El Espíritu Santo será para los apóstoles vida, fortaleza, luz y guía. Todos ellos serán fieles hasta el final y algunos serán coronados con la palma del martirio. Pero junto con el don del Espíritu Santo, Jesús entrega una misión precisa, directamente relacionada con la misericordia: el perdón de los pecados. Jesús hace de los apóstoles los ministros que comunicarán el perdón de Dios o que, en algunos casos, podrán hacer ver que no están dadas las condiciones para recibir ese perdón. Jesús establece así un sacramento, lo que hoy llamamos Reconciliación o Penitencia. El perdón de los pecados es un aspecto central de la misión de Jesús y de la llegada del Reino de Dios. Jesús llama a la conversión, al cambio de vida, para el perdón de los pecados y entre sus palabras más fuertes están las que dirige a aquel paralítico que sus amigos hicieron bajar ante él por un agujero abierto en el techo:
«Ten confianza, hijo, tus pecados te son perdonados». (Mateo 9,2)
Para recibir el perdón de los pecados en el sacramento de la Reconciliación, es necesario cumplir tres condiciones fundamentales:
  • Primero, reconocer el pecado que se ha cometido. Superar nuestros mecanismos de negación ante una realidad propia, nuestra, que nos cuesta aceptar; pero ese reconocimiento es un acto de humildad y valentía y el comienzo de una liberación.
  • Segundo, el arrepentimiento. No serviría de nada reconocer que se ha actuado mal, si no nos arrepentimos. Arrepentirse es desear no haber hecho el mal que hicimos.
  • Tercero, el sincero propósito de enmienda, de un verdadero cambio de vida. Esto puede significar a veces aceptar ayuda, que puede ser la de un acompañamiento espiritual, o aun ayuda profesional; pero, sobre todo, la de la Gracia de Dios; que nos da, con el Espíritu Santo, entre otros dones, el de la fortaleza.
La reconciliación no se agota en el sacramento. En ese sentido, es misión de toda la Iglesia, de todos los bautizados: reconciliarnos y ayudar a otros a reconciliarse con Dios y con los demás. 

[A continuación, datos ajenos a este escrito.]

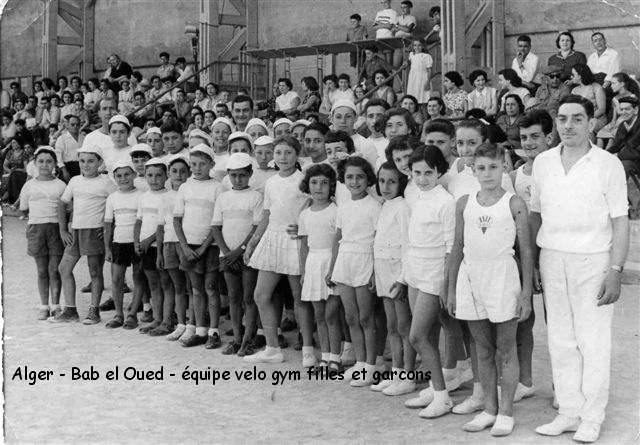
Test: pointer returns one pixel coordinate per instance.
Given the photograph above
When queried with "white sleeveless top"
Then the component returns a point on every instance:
(489, 232)
(523, 185)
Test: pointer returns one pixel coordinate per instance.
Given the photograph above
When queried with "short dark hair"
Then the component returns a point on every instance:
(432, 155)
(565, 33)
(242, 98)
(360, 162)
(524, 38)
(340, 136)
(537, 117)
(286, 81)
(440, 126)
(575, 99)
(403, 180)
(455, 77)
(320, 169)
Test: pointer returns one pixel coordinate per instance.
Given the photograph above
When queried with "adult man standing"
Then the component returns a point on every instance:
(526, 63)
(579, 218)
(604, 62)
(242, 111)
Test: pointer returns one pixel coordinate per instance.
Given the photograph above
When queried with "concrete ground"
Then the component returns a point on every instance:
(173, 410)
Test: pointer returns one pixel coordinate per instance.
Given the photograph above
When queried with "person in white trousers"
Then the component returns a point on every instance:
(579, 220)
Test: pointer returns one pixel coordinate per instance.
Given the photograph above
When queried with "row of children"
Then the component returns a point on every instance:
(430, 238)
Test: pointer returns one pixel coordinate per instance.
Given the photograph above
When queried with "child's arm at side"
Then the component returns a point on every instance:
(455, 257)
(521, 218)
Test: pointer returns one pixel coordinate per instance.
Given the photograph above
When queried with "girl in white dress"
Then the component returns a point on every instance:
(419, 83)
(317, 230)
(273, 251)
(352, 265)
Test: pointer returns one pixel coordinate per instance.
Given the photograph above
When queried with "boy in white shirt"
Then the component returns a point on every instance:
(84, 236)
(198, 255)
(119, 219)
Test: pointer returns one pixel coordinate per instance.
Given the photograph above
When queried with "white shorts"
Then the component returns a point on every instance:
(276, 252)
(387, 272)
(487, 290)
(424, 274)
(314, 286)
(353, 268)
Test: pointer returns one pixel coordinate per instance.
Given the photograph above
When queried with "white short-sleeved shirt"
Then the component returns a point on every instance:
(237, 211)
(284, 200)
(150, 212)
(41, 199)
(89, 196)
(122, 207)
(432, 223)
(168, 204)
(385, 16)
(358, 220)
(319, 227)
(194, 203)
(577, 207)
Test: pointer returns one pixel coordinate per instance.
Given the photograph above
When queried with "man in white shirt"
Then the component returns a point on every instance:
(526, 64)
(579, 219)
(603, 61)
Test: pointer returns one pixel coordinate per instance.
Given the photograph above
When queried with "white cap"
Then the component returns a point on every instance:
(304, 122)
(154, 161)
(123, 163)
(344, 103)
(240, 135)
(141, 148)
(239, 160)
(224, 120)
(263, 140)
(282, 120)
(92, 149)
(259, 122)
(203, 148)
(119, 118)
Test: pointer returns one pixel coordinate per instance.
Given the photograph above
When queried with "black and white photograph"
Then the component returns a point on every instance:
(320, 221)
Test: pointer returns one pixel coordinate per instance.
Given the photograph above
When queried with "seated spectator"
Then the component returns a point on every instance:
(510, 83)
(165, 69)
(551, 91)
(604, 62)
(587, 87)
(526, 64)
(566, 57)
(455, 99)
(626, 142)
(356, 33)
(384, 91)
(310, 102)
(288, 100)
(482, 96)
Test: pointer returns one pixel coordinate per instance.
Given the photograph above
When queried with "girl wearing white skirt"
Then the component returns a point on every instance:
(352, 265)
(317, 230)
(430, 238)
(273, 251)
(484, 285)
(388, 247)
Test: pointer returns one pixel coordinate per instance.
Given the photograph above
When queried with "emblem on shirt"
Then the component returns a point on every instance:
(484, 222)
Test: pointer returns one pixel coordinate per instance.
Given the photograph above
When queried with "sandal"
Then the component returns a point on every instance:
(130, 323)
(116, 322)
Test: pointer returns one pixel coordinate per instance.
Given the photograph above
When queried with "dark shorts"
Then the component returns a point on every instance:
(86, 242)
(206, 263)
(170, 255)
(149, 258)
(123, 254)
(44, 240)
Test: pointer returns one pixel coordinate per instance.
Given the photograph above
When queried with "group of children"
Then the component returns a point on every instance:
(391, 244)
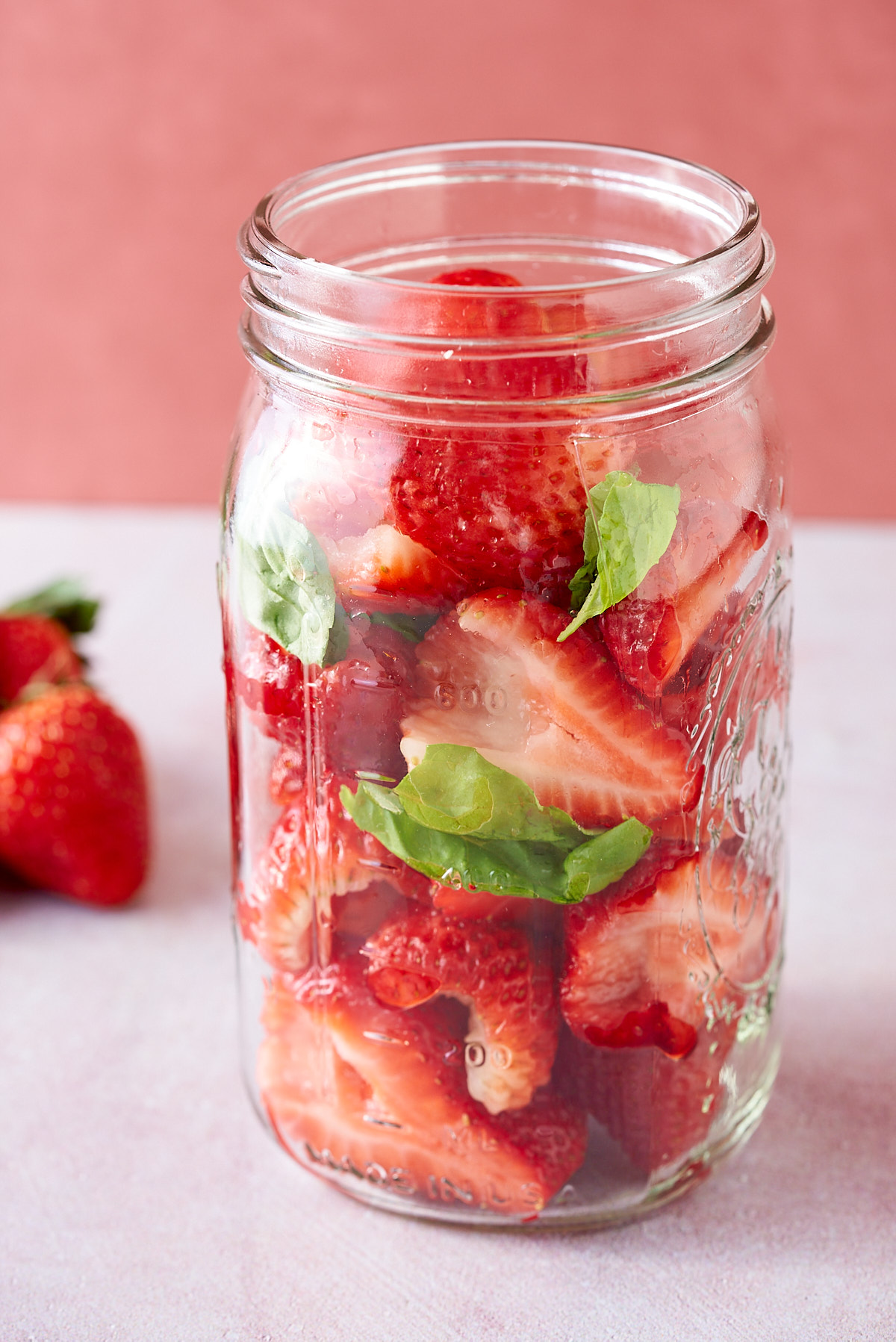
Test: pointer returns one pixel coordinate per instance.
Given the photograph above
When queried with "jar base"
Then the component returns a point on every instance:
(623, 1197)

La Misericordia va mucho más lejos. En su exhortación Dives in Misericordia (Rico en Misericordia) san Juan Pablo II llama a todos los fieles a creer, proclamar y practicar la misericordia, recordando las palabras de Jesús:
“Felices los misericordiosos, porque obtendrán misericordia”. (Mateo 5,7)
Es que, como dice este santo Papa, 
“el hombre no sólo recibe y experimenta la misericordia de Dios, sino que está llamado a «hacer misericordia» con los demás” (DV,14). 
Ella se despliega en las “obras de misericordia” corporales y espirituales. Éstas son un verdadero programa: 
“un estilo de vida, una característica esencial y continua de la vocación cristiana” (DV,14), 
dice san Juan Pablo II.

En esta semana

  • Hoy por la tarde, en la Catedral de Canelones, se celebrará la consagración de Sandra y Silvia, que ingresarán en el Orden de las Vírgenes. La fecha no es casual, puesto que ellas se han sentido llamadas a dar este paso como hijas de la misericordia, que han experimentado en su vida y que quieren comunicar al mundo.
  • Mañana, lunes, la Conferencia Episcopal comenzará su asamblea ordinaria. Les pido su oración para que el Espíritu Santo nos asista en nuestros trabajos.
  • El miércoles 19, peregrinación al santuario nacional de Nuestra Señora del Verdún, donde los Obispos celebraremos la Misa a las 10 de la mañana. 
Que María, Madre de la Misericordia, interceda por todo nuestro pueblo, donde siempre son necesarias la reconciliación y las obras de misericordia.

Amigas y amigos: se cierra la octava de Pascua, pero continúa el tiempo Pascual. Sigamos viviendo la alegría del Resucitado. Que los bendiga Dios todopoderoso: Padre, Hijo y Espíritu Santo. Amén.